Sometimes you need to be hit upside the head with the clue bat to figure some things out. I had another clinic with Pam Goodrich, my third time riding with her, and she is so good at tearing through the nonsense and locating the actual cause of a problem. I appreciate her blunt honesty and I could hear her and Trainer Z comparing notes and plans while I was riding. I'll be benefiting from her findings all winter.
This time it was straightness. Funny how I never seem to work on anything new and yet I'm always finding new things. Forward, straightness, balance. Theo's asymmetries have improved dramatically since he's been ridden by Trainer Z but he'll always have his little quirks. He likes to travel with his shoulders to the left. When it was severe, he had a four beat canter and would drag through my left arm to the point that it would fail rather than let me manage that left shoulder. His left lead canter was nice to watch but his right lead was . . . dicey. Now we have a right lead that is functional and is frankly higher quality than the left. The right is a shorter, bouncier canter that sits on his butt. The left is a bigger stride but more earth bound and heavier with hocks wanting to trail behind. We worked so hard to fix his right lead that it's now the easier one to change. The left is still his preferred lead but it is a bigger pain to adjust. Go figure.

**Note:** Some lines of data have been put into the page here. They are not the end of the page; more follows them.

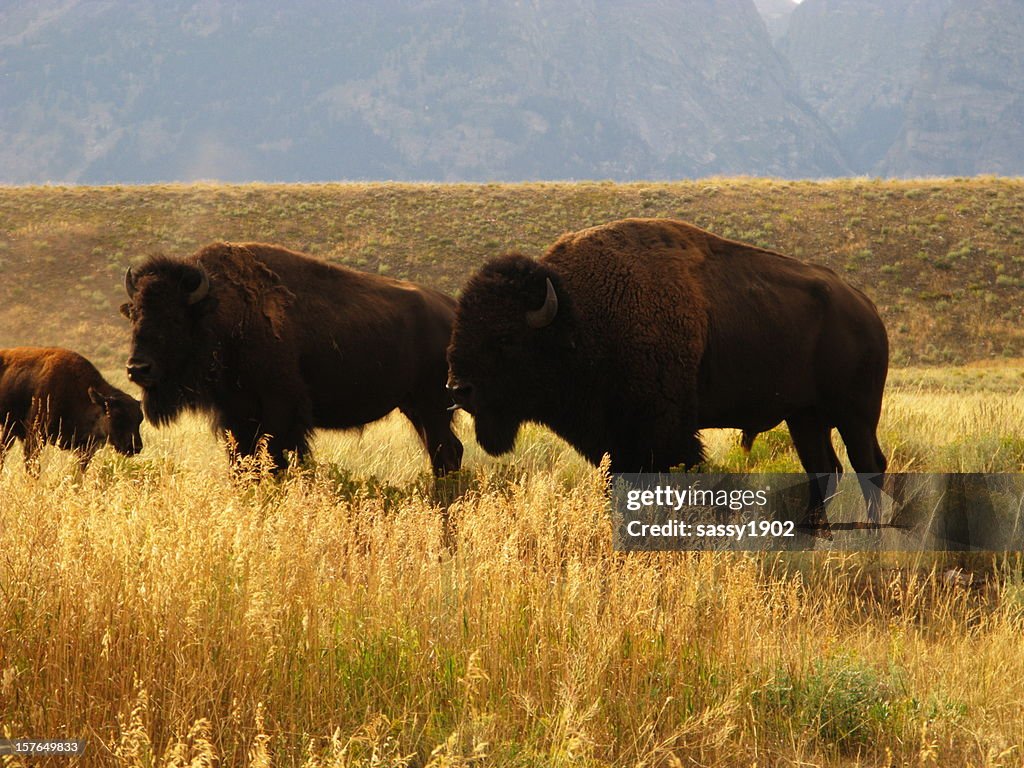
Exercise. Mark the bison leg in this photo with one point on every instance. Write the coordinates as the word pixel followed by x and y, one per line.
pixel 868 462
pixel 439 441
pixel 812 438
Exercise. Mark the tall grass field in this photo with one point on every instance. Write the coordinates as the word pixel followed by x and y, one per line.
pixel 171 612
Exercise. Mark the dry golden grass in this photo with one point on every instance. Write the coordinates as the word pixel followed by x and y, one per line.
pixel 342 617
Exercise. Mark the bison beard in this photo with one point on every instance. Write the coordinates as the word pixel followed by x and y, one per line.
pixel 630 338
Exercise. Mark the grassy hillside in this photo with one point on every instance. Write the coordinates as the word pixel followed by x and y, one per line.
pixel 943 259
pixel 342 617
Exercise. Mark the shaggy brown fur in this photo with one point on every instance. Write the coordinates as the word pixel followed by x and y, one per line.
pixel 52 395
pixel 284 343
pixel 662 330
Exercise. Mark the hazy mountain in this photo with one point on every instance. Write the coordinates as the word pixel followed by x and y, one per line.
pixel 966 114
pixel 138 90
pixel 857 61
pixel 915 87
pixel 776 14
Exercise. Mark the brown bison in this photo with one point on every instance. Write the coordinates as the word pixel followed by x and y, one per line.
pixel 52 395
pixel 273 343
pixel 629 338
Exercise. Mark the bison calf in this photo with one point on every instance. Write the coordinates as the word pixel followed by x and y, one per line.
pixel 272 344
pixel 630 338
pixel 52 395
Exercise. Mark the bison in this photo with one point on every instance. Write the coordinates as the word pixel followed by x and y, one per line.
pixel 272 344
pixel 53 395
pixel 631 337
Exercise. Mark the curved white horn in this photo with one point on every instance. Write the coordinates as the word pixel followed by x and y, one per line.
pixel 546 314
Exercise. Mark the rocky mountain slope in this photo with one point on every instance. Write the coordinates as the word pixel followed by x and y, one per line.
pixel 914 87
pixel 857 62
pixel 132 91
pixel 776 14
pixel 966 113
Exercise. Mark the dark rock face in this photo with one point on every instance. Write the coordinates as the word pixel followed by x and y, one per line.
pixel 914 87
pixel 857 61
pixel 966 113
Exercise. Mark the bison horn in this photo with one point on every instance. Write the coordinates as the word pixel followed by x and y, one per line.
pixel 202 290
pixel 130 284
pixel 546 314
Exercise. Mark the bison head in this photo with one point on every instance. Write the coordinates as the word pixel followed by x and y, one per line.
pixel 511 341
pixel 118 421
pixel 167 304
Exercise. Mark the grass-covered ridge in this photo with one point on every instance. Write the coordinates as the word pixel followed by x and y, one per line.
pixel 943 259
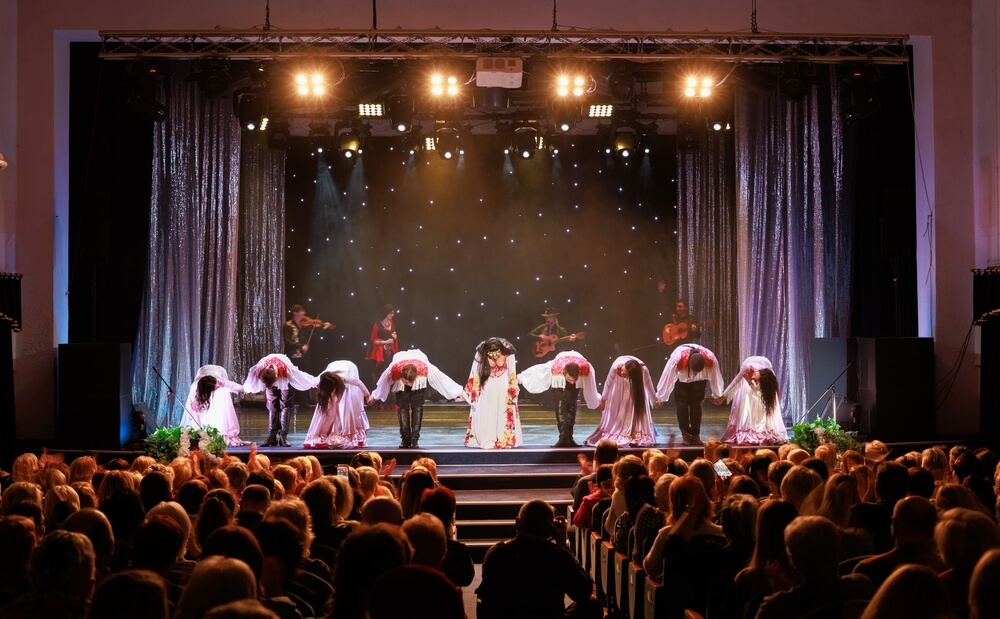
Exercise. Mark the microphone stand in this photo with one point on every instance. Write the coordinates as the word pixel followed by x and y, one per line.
pixel 172 394
pixel 832 389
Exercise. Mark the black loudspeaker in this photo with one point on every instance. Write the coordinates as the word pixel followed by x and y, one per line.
pixel 896 388
pixel 832 361
pixel 94 403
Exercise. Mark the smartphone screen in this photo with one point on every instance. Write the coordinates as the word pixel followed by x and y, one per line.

Given the insight that the left lead, which I've called 'the good lead' for eight years, is actually now the bad lead, the difficulties in changing the lead from left to right make more sense. The canter is less balanced, more downhill. It's more difficult to change out of so Theo will cheat with that extra beat in his flying change or will bronc to get the height needed and his massive shoulders out of the way. Ugggggggh. Some of it is emotional/mental of course since he prefers his left still but more of it appears to come down to the quality of the canter.
How do we fix the left lead to get the flying change? The magic is in the counter canter. A straight, balanced horse can counter canter through pretty much anything. It's a good test since the results are very clear. I'd started doing 15m circles in counter canter to work on my anxiety with the move. During the clinic, I ended up doing a 10m turn onto centerline in counter canter to set up the half passe to the rail. Then turn back onto center line without a change of lead so still counter cantering. Holy crap. Seriously, did not know Theo could do that. I don't think Theo knew he could do that, either. Setting him up to be balanced enough to do that turn made the half passe easy and lovely.
With this new world, Trainer Z and I decided to go back and reapproach my canter and flying change set up. Oddly enough, the thing that has worked the best to help me and Theo understand what's going on is the oldy but goody: serpentine with changes of lead through the trot with less and less strides of trot. It requires a nicely balanced canter, a correct half halt that goes through, and not doing weird whacky shit with my hands. Combine this with making sure that I come in with a good head of steam and the changes are very nice. Left to right is still difficult to consistently do without a pole to make Theo remember to not do that extra step. It's just a habit at this point, he's not being naughty, it's just a valid option in his mind. It's so fast it's basically impossible to stop from the saddle so pole for repetitions and muscle memory.
Added bonus to all of this is that his canter is improving every ride. He's back in his double now that whatever was causing problems with his bridle connection has resolved on it's own. I'm loving the little bit of finesse to get his shoulders and poll up without having to put too much brain power into managing it. My brain has too much to focus on as it is, I can't be focused on making sure he's not dropping down on top of everything else. The double on it's own seems to put the idea in his head. Got some very lovely, connected trot today that felt like a million bucks.
So this winter is focused on teaching me what the right canter feels like so I can build it every time. When I have it, he bids for the change in both directions and I have to tell him to wait, not try to make him do it. It's muscle memory for both of us, repping until we both pick it up automatically. We want to go into spring with the changes being just boring for us, just another move.
Then it's show season 2024 goals: Bronze scores, Second level freestyle, and a trip to regionals. You know, little stuff.